Knowing what causes those ugly black, brown, green, red, rust, or other colored stains on building roofs can help us find a solution. It is important to know how to recognize and explain the most common causes of black, brown, red, gray, green, or white stains on roof shingles and other building surfaces, what they mean, and what they can result in.

Roof staining can come from a variety of causes, each with varying degrees of importance, ranging from cosmetic to roof-damaging.


Black algae, bleed-through, or extractive bleeding of asphalt, dirt, soot, or organic debris are common causes of dark black or brown roof shingle stains. There are, however, various types of roof stains and their causes.

By proximate cause of a roof stain, we imply that it’s important to pay attention to the placement of a stain on a building, as well as the nature and condition of neighboring buildings and site characteristics that could be the source of the stain.


If you notice stains around or below a chimney, for example, investigate the chimney as the source of the stains. Isn’t it pretty simple?

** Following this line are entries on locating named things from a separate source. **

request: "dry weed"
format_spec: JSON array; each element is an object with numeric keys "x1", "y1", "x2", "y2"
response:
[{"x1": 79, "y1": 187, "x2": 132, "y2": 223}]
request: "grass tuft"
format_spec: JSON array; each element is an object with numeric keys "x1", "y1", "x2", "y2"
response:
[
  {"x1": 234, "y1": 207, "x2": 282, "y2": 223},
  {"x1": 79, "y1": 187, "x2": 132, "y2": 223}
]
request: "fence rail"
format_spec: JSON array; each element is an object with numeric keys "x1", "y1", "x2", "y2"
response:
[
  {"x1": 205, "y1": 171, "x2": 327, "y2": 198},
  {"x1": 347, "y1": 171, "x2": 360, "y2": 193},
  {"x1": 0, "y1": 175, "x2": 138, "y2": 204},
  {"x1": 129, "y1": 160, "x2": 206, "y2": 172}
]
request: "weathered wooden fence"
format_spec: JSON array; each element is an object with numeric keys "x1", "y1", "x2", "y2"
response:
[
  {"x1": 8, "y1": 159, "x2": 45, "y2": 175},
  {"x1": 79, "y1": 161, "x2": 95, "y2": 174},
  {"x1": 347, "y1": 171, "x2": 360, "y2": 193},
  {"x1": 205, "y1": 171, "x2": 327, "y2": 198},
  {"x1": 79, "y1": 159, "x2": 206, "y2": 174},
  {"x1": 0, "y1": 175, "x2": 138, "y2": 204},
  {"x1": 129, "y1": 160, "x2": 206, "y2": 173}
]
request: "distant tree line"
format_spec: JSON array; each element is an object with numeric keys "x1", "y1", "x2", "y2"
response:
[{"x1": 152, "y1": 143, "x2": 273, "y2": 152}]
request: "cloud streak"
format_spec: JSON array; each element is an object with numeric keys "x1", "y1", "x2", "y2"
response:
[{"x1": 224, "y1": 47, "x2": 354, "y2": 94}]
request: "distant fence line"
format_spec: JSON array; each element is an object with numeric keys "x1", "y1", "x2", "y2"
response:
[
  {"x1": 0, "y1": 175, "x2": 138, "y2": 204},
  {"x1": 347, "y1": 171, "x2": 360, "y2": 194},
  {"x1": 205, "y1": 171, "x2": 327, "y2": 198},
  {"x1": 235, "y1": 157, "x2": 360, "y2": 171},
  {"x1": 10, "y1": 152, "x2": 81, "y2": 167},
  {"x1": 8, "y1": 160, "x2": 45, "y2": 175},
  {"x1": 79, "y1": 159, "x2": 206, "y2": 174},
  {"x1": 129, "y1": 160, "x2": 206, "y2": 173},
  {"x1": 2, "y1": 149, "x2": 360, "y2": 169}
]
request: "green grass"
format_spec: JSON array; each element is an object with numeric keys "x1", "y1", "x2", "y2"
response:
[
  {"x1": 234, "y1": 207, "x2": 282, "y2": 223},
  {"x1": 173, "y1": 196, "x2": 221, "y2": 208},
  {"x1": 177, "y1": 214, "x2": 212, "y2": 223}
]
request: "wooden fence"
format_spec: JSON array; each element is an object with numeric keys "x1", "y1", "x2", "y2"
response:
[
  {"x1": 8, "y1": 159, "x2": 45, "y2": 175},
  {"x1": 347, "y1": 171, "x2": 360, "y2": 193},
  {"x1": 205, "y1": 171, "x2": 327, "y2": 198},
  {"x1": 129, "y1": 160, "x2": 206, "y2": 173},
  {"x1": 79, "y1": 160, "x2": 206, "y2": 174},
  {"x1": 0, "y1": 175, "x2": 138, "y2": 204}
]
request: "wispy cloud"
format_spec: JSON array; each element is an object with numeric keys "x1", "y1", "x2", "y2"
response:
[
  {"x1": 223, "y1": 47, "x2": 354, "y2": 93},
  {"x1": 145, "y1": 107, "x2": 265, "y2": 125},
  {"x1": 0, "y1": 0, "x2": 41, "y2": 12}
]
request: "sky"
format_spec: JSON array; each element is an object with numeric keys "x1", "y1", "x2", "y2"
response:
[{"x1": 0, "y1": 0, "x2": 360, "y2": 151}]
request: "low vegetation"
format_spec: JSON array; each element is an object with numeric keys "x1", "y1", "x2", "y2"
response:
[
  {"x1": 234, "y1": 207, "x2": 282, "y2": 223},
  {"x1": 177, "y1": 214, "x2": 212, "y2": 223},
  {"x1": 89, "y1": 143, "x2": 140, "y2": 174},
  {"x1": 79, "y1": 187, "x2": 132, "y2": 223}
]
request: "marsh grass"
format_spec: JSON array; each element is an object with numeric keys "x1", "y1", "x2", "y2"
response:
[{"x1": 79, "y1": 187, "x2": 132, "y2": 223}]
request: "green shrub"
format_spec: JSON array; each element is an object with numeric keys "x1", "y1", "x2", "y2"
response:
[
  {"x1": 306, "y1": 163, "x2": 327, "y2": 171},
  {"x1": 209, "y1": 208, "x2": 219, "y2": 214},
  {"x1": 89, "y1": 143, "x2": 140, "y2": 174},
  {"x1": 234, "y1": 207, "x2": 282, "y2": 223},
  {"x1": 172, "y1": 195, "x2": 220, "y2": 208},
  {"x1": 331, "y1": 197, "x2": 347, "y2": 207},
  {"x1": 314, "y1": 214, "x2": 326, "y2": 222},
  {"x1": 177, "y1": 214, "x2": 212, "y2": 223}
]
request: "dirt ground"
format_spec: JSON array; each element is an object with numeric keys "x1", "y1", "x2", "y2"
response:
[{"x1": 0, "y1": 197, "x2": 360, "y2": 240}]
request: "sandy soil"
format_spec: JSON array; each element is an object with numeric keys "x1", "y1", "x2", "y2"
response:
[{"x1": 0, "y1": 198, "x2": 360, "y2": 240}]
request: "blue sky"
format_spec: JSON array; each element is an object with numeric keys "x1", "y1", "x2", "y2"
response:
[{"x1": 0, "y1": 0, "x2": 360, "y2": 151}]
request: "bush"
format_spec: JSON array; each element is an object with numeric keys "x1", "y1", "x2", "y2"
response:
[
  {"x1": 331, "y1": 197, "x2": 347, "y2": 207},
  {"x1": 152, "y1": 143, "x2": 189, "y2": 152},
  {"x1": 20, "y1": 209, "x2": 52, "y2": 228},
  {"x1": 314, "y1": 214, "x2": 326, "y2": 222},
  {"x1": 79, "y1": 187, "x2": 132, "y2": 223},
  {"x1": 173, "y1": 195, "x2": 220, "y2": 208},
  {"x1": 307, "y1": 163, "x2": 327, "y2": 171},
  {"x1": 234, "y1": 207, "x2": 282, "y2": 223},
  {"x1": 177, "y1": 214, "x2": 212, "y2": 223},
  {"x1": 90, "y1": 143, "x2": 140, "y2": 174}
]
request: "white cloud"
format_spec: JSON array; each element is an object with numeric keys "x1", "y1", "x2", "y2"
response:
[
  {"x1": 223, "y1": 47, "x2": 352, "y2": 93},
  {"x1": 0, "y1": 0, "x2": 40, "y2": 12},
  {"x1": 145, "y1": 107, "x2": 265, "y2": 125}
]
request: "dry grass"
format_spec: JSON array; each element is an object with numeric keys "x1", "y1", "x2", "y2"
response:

The rusty metal spots on the roof visible at the left are almost definitely from the rusted chimney flashing.

Algae or fungal growth on shingles used to be limited to warm, humid climates, but now they can be found on houses as far north as Canada. The increased use of crushed limestone as a filler material in asphalt shingles, according to some experts, is to blame for the spread.

Limestone is cheap and forms a long-lasting shingle, but the calcium carbonate in it encourages algal growth. Zinc or copper granules are incorporated with the colored stone topping in algae-resistant (AR) tiles. When the zinc or copper in the shingles is exposed to water, it is released, limiting algae development.


Algae resistance warranties are often for fewer than ten years because the protection ceases when the mineral is washed away. Due to a higher concentration of AR granules in some shingles, they provide longer-lasting protection.